Inhibitory effects of GsMTx4 for Piezo1 in the urothelial cells. A, concentration-dependent inhibition of stretch-evoked [Ca²⁺]_i responses by GsMTx4 in control siRNA-treated urothelial cells (Control) and Piezo1-KD cells. The stretch speed and stretch distance were 100 μm/s and 200 μm. Data were from 7 (control/Piezo1-KD), 10/10, 12/10, and 10/10 experiments for 0, 1, 10, and 30 μm GsMTx4, respectively. Cell numbers were 140/152 (control/Piezo1-KD), 199/202, 233/201, and 178/188 for 0, 1, 10, and 30 μm, respectively. Data are presented as means ± S.E. (error bars). *, p < 0.05; **, p < 0.01, Student's t test. n.s., not significant. B, effects of GsMTx4 (10 μm) on the stretch-evoked ATP release from urothelial naive cells. The stretch distance was 200 μm. Data were from 13 and 14 experiments for GsMTx4(−) and GsMTx4(+), respectively, and are presented as percentage of control and means ± S.E. *, p < 0.05, Student's t test. C, GSK-evoked [Ca²⁺]_i increases (normalized to ionomycin responses) at different concentrations in urothelial cell cultures with (+) or without (−) GsMTx4. Data were from five experiments for all groups. Cell numbers were 92/81 (without/with GsMTx4 treatment), 132/89, and 130/145 for 30, 100, and 500 nm GsMTx4, respectively. D, representative traces of GSK (100 nm)-evoked TRPV4 currents in the presence of GsMTx4 (10 μm) (top) or HC067047 (a TRPV4-selective antagonist; 10 μm) (bottom). Yellow, red, and blue bars indicate application of GsMTx4, GSK, and HC067047, respectively. E, reversible effects of GsMTx4 (10 μm) on the stretch-evoked [Ca²⁺]_i increases in mouse primary-cultured urothelial cells. The first stretch stimulus was applied (black arrowhead) in the presence of GsMTx4 (yellow bar), and GsMTx4 was washed out, and the stretch was halted (a white arrowhead). The cells were then restretched (a red arrowhead) after a 20-min interval in the absence of GsMTx4. The first stretch and restretch stimulations were applied under the same conditions (stretch speed and distance are 100 μm/s and 200 μm, respectively). 5 μm ionomycin was applied to confirm cell viability (gray bar). Data were from 20 experiments (366 cells). F, comparison of the stretch-evoked [Ca²⁺]_i increases (normalized to ionomycin responses) in the GsMTx4 treatment and after its wash out. **, p < 0.01, Student's t test.

FIGURE 7.

Piezo1 expression in human bladder.
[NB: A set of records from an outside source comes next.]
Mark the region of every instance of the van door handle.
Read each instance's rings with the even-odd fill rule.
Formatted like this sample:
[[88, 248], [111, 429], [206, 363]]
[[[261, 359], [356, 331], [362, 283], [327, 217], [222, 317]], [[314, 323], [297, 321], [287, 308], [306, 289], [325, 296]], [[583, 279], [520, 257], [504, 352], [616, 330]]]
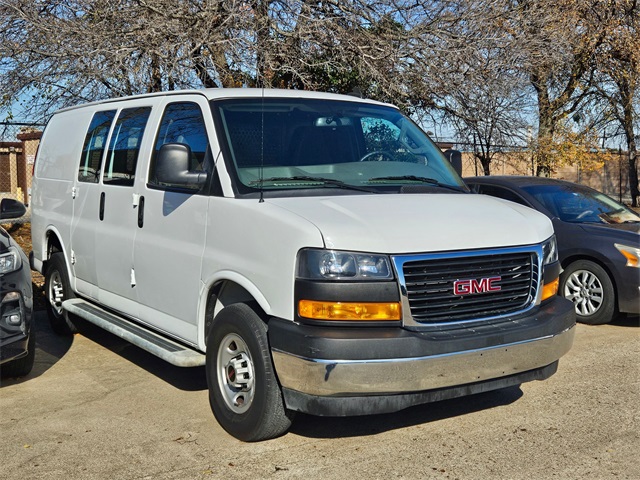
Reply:
[[100, 194], [100, 221], [104, 220], [104, 192]]
[[138, 227], [142, 228], [144, 225], [144, 197], [141, 196], [138, 201]]

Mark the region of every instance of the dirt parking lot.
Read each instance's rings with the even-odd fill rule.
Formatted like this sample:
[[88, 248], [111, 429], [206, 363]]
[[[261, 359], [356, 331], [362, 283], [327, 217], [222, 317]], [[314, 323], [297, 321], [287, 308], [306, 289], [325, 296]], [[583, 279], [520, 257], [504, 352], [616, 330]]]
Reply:
[[0, 388], [3, 479], [638, 479], [638, 317], [577, 327], [558, 373], [390, 415], [299, 415], [247, 444], [208, 404], [202, 368], [179, 369], [38, 312], [34, 371]]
A, Piezo1-like and cytokeratin-7 (CK 7) immunoreactivity in the urothelial cell layer of human bladder. White arrowheads, urothelium. SM, smooth muscle; L, lumen. Scale bar, 100 μm. B, expression levels of PIEZO1 and TRPV4 mRNAs (normalized to β-ACTIN) in the human bladder urothelium determined by quantitative RT-PCR. Data are presented as means ± S.E. (error bars).